I recommend developing training resources for communicators to communicate as community developers and civic leaders. Indeed Obamessiah built a movement as Taylor (2011) describes. Obama's campaign slogan, "Forward," builds from 2008's messianic verse. Forward to what? Once again, the campaign slogan lacks an object. Let the grammarians note. However, slogans and campaigns only define leaders when they, as I advise mine, embed their vision into their campaign strategy. Why wait until the campaign ends to begin their mission? Let the media demands step aside so that leaders can move in this healthy and responsible direction.
Build a Nation of
We can contribute to an active democracy that aligns its imaging with human concerns.
Coercive power is the curse of the universe; coactive power, the enrichment and advancement of every human soul.
For this campaign, I suggest returning to the tried-and-true gutsy and rugged Americanism that remembers the virtue of each one contributing to our own healing and unity as a nation with the unique pitch this timearound as sharing and innovating, or changing how we design our systems throughout, from economics, to sub/urban housing infrastructure, to health communication, to political campaigning. Stop depending on one person to fix our problems, and instead hold that one person accountable to bringing to pass that which he promised, or better yet, that change which we desire to know. Create a volunteer movement that brings people together to solve social challenges and improve democratic practice.
We contribute together.
Drawing from the meaning of the prefix, "co-", in communication and contribution. Let those two behaviors two sink in and overlap until they identify a new breed of Americans. Of couse in saying that I'm being dramatic. I know that people communicate and contribute change. I mean the verb, and not the noun.
Moral of the Story
|Me working on a campaign in 2011 (above)|
Image courtesy Zacharia York.
Delusions of grandeur may well be forced. The risk comes about with missteps, which increase disenchantment. Disenchantment leads to decreased participation (Cha & Edmondson, 2006). The cure for disenchantment in democracy: involvement. Volunteer. Serve. Locate your vocation by reflecting on how your adversity shapes compassion and wisdom, and by that wisdom apply your skills and gifts to a sector of concern. Contribute the desired change. Challenge unhealthy norms. Stop pointing to a mortal messiah, and reach in to reach out. Be change.
Contributing your involvement reduces the need to depend on an idol or image to save. Contribution scales, too. You may improve quality of life for people for years to come.
I recommend Taylor's (2011) read as an important contribution to understanding how discourse, rhetoric, and marketing impact political decision-making, whether by the constituents, candidates, or media. His work stands out from media's influence on politics to delving into the specifics of the campaign process that led to the limelight.

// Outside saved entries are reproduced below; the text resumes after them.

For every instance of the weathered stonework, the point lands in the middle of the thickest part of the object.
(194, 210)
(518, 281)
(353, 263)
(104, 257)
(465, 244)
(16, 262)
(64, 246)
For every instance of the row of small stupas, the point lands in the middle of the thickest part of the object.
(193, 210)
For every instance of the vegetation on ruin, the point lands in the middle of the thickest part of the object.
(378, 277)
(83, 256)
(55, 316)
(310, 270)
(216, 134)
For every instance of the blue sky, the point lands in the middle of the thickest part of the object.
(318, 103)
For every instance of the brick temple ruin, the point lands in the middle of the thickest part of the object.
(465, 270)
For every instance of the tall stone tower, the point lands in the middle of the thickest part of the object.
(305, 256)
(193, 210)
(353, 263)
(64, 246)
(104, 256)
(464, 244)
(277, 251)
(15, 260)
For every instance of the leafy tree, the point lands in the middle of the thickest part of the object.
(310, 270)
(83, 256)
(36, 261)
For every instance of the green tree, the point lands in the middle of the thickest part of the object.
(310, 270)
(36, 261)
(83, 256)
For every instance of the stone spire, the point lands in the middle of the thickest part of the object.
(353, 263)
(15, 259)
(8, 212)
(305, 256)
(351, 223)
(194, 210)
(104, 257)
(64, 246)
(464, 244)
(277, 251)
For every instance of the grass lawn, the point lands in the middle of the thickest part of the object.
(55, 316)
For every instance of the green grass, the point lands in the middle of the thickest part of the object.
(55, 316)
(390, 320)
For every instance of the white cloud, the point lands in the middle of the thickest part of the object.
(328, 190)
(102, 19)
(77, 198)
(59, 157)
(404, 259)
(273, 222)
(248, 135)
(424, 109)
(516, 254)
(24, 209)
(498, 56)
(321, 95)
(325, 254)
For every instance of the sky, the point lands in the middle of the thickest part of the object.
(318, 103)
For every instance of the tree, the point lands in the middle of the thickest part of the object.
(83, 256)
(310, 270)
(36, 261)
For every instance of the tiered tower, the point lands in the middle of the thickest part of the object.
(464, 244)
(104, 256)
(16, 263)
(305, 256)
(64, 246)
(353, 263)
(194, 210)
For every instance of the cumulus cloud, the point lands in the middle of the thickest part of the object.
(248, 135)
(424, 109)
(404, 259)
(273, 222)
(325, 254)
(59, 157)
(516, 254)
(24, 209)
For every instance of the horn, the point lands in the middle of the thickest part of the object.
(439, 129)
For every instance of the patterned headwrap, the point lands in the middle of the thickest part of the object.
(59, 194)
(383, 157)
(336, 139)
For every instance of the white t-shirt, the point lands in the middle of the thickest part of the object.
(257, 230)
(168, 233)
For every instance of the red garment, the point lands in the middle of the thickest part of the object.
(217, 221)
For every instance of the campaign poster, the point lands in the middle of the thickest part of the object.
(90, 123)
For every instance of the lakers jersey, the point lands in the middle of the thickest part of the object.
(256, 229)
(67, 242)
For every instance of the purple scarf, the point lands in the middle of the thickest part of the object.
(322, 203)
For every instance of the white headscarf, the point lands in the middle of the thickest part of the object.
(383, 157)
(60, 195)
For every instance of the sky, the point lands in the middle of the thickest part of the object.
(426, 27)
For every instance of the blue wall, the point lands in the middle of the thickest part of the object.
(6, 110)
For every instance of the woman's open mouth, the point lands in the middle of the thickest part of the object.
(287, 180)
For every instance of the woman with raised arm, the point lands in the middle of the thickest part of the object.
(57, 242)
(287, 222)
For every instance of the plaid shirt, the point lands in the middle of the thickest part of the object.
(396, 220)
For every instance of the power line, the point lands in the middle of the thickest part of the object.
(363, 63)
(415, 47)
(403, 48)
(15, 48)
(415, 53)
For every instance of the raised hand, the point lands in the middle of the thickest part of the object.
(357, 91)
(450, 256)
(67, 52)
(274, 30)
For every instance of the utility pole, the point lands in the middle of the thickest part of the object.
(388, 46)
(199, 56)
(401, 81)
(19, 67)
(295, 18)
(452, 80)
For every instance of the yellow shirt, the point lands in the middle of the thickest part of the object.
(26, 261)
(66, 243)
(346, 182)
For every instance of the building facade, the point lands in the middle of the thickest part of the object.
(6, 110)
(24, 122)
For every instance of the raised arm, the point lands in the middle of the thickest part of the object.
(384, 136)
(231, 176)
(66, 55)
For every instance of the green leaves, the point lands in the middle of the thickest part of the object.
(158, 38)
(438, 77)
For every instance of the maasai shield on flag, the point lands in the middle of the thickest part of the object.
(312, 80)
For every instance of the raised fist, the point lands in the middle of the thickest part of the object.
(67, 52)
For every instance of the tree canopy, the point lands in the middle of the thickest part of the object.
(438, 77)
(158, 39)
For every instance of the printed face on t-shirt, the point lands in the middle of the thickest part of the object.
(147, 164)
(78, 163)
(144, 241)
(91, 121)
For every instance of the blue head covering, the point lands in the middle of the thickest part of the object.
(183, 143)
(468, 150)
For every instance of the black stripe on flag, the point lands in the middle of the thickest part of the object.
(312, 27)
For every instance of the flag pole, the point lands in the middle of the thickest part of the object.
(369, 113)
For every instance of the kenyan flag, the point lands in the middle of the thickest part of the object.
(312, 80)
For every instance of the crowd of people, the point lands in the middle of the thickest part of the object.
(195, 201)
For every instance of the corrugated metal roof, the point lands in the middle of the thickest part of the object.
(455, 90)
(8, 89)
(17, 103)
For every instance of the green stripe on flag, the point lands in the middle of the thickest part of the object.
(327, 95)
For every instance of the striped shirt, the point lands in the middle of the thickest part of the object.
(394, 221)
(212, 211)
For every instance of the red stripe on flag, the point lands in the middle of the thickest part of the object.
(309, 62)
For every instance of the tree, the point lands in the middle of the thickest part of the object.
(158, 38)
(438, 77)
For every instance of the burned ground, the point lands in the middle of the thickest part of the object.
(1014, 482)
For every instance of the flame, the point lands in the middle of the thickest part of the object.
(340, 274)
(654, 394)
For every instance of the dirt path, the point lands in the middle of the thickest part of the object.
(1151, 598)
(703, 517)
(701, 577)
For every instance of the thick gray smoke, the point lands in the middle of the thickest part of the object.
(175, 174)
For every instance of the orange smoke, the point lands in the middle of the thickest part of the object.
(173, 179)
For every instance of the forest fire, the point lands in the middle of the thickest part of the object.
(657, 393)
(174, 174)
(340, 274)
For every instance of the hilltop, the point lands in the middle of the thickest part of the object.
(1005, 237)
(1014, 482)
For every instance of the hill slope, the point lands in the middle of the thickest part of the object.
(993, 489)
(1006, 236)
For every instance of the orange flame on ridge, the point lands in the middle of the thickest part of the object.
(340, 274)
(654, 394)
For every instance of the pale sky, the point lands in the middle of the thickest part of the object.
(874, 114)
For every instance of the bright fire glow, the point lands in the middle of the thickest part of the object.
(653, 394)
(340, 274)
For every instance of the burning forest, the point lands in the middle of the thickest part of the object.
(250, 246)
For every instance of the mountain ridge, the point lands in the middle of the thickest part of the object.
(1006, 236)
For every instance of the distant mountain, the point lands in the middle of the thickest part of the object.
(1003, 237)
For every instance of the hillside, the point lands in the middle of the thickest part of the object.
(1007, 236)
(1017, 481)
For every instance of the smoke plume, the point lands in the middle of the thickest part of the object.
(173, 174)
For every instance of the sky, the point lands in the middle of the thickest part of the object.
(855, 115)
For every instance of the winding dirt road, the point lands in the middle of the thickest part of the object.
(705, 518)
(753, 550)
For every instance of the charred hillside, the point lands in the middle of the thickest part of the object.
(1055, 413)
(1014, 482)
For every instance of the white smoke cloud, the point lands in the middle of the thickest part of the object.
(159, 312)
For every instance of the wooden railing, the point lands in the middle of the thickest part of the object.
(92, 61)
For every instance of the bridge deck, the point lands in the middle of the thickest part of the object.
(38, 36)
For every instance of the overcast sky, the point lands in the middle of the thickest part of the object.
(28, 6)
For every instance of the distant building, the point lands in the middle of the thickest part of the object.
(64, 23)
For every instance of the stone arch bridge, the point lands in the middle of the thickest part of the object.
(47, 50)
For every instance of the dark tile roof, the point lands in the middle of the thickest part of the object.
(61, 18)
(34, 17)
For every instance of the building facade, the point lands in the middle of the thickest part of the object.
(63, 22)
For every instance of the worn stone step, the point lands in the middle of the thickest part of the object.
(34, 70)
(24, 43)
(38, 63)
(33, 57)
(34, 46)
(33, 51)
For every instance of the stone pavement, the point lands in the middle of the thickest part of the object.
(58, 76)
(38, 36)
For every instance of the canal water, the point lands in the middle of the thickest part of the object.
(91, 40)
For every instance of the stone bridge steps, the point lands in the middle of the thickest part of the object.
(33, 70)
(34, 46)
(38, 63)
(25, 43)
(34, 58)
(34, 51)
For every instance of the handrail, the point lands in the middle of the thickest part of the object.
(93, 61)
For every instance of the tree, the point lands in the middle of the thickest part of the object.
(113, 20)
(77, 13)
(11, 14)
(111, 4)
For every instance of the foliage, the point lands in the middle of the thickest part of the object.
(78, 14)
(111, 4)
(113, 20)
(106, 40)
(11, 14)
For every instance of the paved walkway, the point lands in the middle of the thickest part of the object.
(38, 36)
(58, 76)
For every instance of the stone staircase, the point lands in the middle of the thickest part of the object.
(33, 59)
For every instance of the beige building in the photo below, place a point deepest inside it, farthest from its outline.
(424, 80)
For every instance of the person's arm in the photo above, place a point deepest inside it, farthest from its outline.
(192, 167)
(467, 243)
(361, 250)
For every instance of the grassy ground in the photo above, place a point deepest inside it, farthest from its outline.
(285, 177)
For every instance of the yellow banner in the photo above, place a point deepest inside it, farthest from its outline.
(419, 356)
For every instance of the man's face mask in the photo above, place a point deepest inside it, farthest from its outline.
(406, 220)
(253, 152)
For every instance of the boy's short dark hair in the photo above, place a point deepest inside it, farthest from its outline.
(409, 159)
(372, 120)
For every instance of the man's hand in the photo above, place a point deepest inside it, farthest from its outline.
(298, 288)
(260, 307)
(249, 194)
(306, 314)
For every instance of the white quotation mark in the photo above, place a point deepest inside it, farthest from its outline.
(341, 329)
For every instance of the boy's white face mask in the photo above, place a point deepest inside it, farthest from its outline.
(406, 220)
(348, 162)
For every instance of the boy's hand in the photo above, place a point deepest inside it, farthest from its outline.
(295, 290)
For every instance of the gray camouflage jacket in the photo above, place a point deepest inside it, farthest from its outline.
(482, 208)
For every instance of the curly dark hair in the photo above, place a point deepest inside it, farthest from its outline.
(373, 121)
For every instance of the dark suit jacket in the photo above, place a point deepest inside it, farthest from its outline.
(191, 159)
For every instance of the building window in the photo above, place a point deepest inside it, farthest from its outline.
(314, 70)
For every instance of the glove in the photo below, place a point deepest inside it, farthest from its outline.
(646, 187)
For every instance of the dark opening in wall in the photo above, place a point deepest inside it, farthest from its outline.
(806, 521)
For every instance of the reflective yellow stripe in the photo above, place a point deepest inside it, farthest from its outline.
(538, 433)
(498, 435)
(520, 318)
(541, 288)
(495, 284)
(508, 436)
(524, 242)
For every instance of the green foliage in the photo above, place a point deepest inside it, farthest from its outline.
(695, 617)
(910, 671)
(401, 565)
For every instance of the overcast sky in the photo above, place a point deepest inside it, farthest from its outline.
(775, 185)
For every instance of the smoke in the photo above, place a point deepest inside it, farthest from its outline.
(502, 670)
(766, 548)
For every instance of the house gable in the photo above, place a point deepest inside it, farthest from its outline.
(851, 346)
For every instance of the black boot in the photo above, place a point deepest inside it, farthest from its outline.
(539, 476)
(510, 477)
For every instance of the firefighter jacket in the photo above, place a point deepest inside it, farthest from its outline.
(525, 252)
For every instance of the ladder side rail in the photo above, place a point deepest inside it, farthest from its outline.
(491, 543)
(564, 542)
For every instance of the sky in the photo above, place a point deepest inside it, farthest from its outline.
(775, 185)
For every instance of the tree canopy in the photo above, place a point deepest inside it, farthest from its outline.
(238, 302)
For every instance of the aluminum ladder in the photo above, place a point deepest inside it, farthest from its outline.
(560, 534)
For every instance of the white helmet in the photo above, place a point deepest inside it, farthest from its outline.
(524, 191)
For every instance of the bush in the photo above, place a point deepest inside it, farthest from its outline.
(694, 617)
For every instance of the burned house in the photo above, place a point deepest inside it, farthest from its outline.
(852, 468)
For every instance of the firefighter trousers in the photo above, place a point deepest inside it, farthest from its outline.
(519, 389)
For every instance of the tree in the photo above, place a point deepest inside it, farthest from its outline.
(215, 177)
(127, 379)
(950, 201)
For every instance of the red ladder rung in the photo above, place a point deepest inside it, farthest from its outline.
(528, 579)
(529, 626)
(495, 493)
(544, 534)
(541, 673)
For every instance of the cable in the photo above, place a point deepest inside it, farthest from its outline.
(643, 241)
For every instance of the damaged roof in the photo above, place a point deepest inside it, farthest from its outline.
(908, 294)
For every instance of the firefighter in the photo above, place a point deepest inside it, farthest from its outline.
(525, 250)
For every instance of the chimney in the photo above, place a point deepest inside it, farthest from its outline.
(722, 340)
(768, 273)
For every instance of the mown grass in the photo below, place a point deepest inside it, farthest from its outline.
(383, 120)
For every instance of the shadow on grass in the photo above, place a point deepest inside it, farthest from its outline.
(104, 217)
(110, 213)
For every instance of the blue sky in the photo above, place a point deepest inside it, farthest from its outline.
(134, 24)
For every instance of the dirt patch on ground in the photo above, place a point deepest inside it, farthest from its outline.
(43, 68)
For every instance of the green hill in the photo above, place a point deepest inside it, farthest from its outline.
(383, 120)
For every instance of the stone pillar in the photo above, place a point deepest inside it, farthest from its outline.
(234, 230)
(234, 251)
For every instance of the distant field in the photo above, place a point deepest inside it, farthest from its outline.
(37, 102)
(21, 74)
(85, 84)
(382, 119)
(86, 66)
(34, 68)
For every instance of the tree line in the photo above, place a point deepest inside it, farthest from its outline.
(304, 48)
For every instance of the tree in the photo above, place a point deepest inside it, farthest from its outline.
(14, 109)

As a communication professional, anything less sheds a bad light on my discipline. As Chvasta (2007) noted, we truly must remember praxis, or application, in the digital age. For my part, Taylor's work reminded me to be conscientious in the benefits and risks of winning political campaigns via the communication arts.
Thank you for reading,
Coda and Ask
We will do well if we heed Parker Follett's advice for leader and follower alike to heed the "invisible leader," or our common purpose. Perhaps identifying a shared vision ought be that next step in political campaigning. Inquire and engage constituents and candidates to brand the shared vision, then share it.
Seek to contribute healthy leadership.
What about you? What are your impressions of the Obama campaign in 2008? Do you think Taylor is on or off by identifying religious overlay? What results or communication do you want to see in the 2012 campaign? For what virtue will you cast your vote this time around? Why?